Eine Frage an ... Dietmar Kuegler: Wie war das mit Sutter und dem Goldfund?
Wie war das mit Sutter und dem Goldfund?
: Am 24. Januar 1848 veränderte sich die Geschichte Amerikas nachhaltig. An jenem Tag stieg James Marshal, Handwerker von Johann August Sutter, einem badisch-schweizer Kolonisten, in den Bach einer neu errichteten Sägemühle bei Coloma, nicht weit von Sacramento. Er sah einen glitzernden Stein im Wasser eines Seitenarms des American River, hob ihn auf und hielt ein Goldnugget in der Hand.
Das war der Beginn des Goldrausches von Kalifornien, der Amerika und zeitweise die Welt erschüttern sollte. Es war das Ende des Glaubens, daß Nordamerika über keinerlei nennenswerte Bodenschätze verfügte; denn in den folgenden 30 Jahren wurden ständig neue Gold- und Silberadern entdeckt.
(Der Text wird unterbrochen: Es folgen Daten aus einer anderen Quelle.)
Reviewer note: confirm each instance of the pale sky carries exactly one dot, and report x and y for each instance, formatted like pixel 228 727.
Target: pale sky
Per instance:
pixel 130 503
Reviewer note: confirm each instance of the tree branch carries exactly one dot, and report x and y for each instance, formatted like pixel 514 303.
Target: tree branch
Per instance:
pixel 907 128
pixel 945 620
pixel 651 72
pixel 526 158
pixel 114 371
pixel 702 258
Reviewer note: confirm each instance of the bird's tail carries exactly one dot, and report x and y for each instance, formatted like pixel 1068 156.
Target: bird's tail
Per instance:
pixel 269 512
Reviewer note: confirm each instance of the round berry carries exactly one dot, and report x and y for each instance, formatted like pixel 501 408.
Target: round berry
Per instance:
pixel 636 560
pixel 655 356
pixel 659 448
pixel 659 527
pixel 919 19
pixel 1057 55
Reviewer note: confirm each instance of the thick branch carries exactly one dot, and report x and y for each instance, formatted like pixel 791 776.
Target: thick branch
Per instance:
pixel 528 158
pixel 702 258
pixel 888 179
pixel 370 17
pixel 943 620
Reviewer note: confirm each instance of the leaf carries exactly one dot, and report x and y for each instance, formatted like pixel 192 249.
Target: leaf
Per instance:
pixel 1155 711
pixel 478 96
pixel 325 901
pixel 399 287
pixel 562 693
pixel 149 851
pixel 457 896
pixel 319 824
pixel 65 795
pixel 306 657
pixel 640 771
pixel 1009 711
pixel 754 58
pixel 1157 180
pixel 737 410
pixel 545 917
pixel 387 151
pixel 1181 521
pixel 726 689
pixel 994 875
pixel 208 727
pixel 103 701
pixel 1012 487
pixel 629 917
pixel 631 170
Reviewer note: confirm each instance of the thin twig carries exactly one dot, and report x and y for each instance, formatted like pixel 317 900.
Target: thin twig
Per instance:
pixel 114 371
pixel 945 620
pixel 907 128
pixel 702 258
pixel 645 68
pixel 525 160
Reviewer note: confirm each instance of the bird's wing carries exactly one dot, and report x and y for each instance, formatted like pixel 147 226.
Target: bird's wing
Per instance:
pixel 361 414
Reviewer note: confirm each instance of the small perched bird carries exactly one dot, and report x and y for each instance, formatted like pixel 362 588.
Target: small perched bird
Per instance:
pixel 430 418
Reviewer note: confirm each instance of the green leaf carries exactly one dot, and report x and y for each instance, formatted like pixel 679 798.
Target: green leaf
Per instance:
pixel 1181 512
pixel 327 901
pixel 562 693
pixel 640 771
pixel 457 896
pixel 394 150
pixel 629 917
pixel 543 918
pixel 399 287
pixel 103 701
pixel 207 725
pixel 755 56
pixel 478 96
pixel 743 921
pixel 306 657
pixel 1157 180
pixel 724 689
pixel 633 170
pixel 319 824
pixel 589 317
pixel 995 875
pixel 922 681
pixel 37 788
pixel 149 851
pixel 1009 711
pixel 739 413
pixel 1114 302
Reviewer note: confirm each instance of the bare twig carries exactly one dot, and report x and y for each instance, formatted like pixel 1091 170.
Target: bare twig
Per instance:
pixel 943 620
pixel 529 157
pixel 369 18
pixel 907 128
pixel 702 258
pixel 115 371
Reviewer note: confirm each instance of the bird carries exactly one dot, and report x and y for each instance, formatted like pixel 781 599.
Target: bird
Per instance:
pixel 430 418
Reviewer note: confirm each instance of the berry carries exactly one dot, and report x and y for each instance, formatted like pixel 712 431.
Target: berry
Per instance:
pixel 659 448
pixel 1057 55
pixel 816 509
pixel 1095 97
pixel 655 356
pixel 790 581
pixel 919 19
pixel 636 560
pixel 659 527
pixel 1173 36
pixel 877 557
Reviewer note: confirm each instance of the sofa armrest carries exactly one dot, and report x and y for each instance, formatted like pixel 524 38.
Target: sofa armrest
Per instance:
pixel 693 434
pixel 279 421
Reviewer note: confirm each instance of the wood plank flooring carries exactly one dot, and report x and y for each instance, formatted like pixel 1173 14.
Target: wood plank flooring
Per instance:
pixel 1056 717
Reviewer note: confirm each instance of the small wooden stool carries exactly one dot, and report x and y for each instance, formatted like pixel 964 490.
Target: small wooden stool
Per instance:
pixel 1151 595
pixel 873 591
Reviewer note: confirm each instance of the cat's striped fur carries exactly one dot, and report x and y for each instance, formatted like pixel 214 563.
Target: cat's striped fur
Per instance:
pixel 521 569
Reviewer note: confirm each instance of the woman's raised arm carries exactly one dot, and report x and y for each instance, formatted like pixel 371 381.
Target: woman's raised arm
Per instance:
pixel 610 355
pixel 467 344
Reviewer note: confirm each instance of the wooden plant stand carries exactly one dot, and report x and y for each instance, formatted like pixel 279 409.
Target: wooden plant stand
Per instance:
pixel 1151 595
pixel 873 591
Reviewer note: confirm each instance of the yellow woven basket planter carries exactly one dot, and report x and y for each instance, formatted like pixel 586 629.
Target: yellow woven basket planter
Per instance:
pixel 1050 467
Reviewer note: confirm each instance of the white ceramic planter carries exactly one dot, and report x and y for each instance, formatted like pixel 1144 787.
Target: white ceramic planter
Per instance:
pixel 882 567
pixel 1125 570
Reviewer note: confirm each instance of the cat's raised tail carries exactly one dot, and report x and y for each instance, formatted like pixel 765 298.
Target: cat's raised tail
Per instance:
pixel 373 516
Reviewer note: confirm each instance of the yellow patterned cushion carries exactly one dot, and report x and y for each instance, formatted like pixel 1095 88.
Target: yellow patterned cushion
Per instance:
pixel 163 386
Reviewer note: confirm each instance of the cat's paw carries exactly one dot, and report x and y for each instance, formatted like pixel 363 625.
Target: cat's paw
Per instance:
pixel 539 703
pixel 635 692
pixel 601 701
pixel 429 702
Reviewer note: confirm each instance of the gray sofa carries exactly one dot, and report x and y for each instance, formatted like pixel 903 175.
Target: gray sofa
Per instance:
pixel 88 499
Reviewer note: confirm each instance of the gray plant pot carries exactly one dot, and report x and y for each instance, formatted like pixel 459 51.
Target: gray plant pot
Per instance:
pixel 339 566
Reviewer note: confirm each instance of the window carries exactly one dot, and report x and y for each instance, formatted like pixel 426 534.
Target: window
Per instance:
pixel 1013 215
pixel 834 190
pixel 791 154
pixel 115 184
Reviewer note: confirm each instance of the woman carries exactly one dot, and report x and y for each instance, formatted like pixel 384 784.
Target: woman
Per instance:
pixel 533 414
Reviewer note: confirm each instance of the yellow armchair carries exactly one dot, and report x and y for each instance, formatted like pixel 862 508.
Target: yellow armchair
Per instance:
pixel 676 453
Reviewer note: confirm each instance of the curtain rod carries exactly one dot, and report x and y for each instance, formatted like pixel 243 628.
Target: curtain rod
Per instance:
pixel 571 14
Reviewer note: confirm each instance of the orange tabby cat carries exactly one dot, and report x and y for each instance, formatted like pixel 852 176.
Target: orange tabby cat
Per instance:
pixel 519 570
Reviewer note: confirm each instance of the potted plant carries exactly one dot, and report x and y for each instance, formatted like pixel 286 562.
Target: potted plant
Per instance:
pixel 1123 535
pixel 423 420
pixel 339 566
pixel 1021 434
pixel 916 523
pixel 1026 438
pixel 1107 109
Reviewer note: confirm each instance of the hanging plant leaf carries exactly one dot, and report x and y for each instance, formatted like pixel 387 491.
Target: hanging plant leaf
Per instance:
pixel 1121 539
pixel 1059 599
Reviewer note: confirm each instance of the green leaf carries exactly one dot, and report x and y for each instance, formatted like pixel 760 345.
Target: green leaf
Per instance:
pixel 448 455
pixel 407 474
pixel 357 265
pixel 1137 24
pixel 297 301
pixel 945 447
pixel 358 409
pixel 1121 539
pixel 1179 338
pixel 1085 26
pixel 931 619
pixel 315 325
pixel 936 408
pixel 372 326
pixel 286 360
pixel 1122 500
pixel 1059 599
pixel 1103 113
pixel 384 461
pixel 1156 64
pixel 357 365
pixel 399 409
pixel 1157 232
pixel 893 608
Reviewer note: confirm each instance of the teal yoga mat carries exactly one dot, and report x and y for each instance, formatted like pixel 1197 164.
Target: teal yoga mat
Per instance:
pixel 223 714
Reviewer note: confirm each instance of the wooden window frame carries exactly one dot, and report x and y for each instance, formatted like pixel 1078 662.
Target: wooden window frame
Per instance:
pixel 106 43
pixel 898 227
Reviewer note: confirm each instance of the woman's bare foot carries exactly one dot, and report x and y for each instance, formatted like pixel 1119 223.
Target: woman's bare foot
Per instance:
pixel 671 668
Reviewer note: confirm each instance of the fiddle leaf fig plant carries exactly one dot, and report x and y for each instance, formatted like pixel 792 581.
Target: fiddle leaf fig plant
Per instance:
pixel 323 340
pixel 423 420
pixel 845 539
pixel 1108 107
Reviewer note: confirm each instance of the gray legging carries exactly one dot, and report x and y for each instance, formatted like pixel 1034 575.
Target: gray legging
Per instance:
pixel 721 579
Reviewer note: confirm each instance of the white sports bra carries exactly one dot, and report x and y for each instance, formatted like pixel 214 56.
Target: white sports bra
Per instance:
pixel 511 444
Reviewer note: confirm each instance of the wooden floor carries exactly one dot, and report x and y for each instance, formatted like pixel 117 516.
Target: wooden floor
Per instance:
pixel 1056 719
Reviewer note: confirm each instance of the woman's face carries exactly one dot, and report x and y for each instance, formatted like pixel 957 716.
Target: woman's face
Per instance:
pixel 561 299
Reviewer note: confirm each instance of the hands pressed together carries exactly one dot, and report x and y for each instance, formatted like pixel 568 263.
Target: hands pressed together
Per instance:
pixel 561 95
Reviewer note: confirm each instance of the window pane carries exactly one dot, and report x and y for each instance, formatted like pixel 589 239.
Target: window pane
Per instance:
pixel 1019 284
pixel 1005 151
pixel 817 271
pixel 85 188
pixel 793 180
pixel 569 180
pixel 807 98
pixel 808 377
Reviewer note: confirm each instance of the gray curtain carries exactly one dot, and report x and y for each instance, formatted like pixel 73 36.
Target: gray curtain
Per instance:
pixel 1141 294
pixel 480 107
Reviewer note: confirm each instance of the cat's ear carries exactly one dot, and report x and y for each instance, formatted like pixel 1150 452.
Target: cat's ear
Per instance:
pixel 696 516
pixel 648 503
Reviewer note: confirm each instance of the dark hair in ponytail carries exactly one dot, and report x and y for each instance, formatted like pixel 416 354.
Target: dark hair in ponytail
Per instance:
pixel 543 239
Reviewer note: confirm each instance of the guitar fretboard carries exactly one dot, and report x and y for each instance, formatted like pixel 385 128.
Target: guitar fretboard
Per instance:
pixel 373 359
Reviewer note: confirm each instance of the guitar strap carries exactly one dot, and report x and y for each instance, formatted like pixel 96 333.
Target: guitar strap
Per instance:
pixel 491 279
Kalifornien war der Anfang, der Beginn einer Ära, die als der „Wilde Westen“ bezeichnet wurde. Was sich rings um Sacramento und im übrigen Teil des Landes abspielte, ist kaum zu beschreiben. Erst wenige Monate zuvor war das Gebiet von der amerikanischen Armee erobert worden. Über Nacht wurde es zur Schatzkammer der jungen Vereinigten Staaten.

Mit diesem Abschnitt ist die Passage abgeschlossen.